Question

Determine whether the function is even, odd, or neither. $$h(x)=x^5+3 x^4$$

Short answer

The function \(h(x)=x^5+3x^4\) is neither even nor odd.

Step-by-step solution

Substitute -x for x in the function

First, substitute \(-x\) for \(x\) in the function and simplify. This gives: \[ h(-x)=(-x)^5+3(-x)^4 = -x^5+3x^4\]

Compare with original function

Now compare the resulting function with the original function \(h(x)=x^5+3x^4\). The result is different from the original function, so the function is not even.

Check for odd behavior

Switch the sign of \(h(-x)\) and compare with the original function \(h(x)\): \[-h(-x) = -(-x^5+3x^4) = x^5-3x^4\]This is also not the same as the original function, hence the function is not odd either.

Key concepts

Algebraic Functions

Algebraic functions are expressions constructed using a finite number of algebraic operations; these include addition, subtraction, multiplication, division, and taking roots.

For example, the function in the exercise, h(x) = x^5 + 3x^4, is an algebraic function. It is formed by adding two terms, x^5 and 3x^4, which are both monomials and involve the algebraic operations of multiplication and exponentiation.

To analyze functions like these, we may be interested in their properties, such as domain, range, and especially symmetry, which leads to classifying them as even, odd, or neither. An understanding of symmetry is crucial when studying algebraic functions as it can simplify computations and offer insights into their graphical representation.

Function Symmetry

Function symmetry refers to the balanced and proportional arrangement that a function may exhibit on a graph. The two primary types of symmetry relevant to algebraic functions are:

• Even Symmetry: A function f(x) is even if f(-x) = f(x) for all x in the domain. Graphically, this means the function is symmetric about the y-axis.
• Odd Symmetry: A function f(x) is odd if -f(-x) = f(x) for all x in the domain. This implies symmetry about the origin.
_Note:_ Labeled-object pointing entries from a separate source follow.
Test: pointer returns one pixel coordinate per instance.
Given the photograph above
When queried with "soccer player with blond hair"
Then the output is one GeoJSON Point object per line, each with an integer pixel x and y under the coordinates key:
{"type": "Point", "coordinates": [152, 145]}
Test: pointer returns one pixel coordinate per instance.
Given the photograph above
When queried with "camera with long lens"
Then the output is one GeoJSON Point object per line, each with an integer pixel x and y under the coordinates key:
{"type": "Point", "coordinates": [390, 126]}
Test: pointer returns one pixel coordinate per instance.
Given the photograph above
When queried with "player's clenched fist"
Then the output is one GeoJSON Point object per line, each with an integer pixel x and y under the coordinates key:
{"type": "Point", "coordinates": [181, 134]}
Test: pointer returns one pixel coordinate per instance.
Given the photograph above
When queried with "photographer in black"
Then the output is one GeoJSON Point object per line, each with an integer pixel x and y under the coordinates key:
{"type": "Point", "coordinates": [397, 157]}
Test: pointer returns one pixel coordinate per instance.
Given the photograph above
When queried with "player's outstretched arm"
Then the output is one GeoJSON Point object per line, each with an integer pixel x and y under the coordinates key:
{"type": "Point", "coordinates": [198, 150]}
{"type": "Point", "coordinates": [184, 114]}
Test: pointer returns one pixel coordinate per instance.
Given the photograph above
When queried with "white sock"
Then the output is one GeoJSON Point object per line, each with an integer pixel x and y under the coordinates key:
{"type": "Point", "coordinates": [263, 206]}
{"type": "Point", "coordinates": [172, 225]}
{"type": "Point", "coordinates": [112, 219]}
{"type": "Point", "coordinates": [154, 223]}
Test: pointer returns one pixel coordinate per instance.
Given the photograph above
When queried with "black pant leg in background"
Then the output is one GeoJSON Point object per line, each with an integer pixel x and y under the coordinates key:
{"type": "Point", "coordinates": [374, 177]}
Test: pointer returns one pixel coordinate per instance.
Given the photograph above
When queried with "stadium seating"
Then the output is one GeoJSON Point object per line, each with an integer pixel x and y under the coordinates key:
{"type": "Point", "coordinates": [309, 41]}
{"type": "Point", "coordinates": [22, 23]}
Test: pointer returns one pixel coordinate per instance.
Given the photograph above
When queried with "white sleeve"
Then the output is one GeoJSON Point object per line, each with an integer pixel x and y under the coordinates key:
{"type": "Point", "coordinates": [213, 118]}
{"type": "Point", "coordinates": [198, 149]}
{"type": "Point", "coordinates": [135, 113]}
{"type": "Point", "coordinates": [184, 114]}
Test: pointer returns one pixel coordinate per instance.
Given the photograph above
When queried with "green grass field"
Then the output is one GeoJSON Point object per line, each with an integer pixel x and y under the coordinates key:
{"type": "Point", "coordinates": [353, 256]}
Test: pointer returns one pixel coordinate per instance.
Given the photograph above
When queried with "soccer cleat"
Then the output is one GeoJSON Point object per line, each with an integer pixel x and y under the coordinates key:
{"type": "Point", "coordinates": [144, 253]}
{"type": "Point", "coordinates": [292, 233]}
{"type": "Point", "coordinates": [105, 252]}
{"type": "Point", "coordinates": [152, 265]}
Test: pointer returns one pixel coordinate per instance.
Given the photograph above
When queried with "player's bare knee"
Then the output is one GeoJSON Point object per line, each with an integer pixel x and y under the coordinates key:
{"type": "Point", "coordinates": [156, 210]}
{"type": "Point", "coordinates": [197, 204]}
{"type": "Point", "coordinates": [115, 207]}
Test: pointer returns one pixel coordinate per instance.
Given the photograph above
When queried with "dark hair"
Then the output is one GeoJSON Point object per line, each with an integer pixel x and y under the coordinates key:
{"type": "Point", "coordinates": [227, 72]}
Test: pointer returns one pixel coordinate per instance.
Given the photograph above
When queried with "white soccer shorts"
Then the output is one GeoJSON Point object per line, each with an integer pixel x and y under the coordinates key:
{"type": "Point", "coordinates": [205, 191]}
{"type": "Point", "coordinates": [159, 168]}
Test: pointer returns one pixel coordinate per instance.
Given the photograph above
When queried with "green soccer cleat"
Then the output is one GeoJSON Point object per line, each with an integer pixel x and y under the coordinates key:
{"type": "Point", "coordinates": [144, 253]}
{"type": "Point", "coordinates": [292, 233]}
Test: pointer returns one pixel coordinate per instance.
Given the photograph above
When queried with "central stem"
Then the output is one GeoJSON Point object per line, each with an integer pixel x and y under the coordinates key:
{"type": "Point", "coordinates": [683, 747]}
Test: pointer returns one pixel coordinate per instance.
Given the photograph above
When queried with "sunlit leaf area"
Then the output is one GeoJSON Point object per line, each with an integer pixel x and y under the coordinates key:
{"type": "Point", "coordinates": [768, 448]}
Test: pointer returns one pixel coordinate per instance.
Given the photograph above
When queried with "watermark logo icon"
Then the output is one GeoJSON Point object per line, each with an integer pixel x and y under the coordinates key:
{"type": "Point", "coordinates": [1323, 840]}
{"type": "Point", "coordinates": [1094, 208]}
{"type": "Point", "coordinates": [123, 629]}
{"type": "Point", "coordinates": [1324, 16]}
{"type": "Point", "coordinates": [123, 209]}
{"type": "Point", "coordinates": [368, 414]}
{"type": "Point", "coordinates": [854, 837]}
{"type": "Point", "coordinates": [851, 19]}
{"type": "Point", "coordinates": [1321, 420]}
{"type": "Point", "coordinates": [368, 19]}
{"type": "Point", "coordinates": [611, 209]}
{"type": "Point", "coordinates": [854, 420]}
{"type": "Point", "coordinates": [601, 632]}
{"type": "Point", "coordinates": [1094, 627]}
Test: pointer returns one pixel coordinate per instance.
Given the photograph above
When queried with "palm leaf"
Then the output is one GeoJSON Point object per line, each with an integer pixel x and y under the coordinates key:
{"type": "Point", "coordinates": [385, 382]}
In the given exercise, determining the symmetry involved checking these conditions. By substituting -x into the function and comparing it to the original, we established that the function did not meet the criteria for even or odd symmetry, therefore it is classified as neither. The process of testing the function involved straightforward algebraic manipulation, emphasizing the importance of algebraic operations in studying function properties.

Polynomial Functions

Polynomial functions are a type of algebraic function characterized by expressions that are sums of monomial terms, where the exponents are all non-negative integers. The general form of a polynomial function is P(x) = a_nx^n + a_{n-1}x^{n-1} + ... + a_1x + a_0.

Each term of a polynomial functions consists of a coefficient multiplied by a variable raised to an exponent. These functions are smooth and continuous. The degree of the polynomial, determined by the highest exponent in the expression, influences the function's behavior and the shape of its graph.

The function h(x) = x^5 + 3x^4 from the exercise is a polynomial of degree 5. It showcases the properties of polynomials, such as having a finite number of turning points and end behaviors dependent on the leading term's exponent and coefficient. While analyzing the symmetry, it's interesting to note that polynomial functions with only even powers exhibit even symmetry, and those with only odd powers show odd symmetry—something that doesn't hold for the function in the exercise, as it contains both even and odd powers.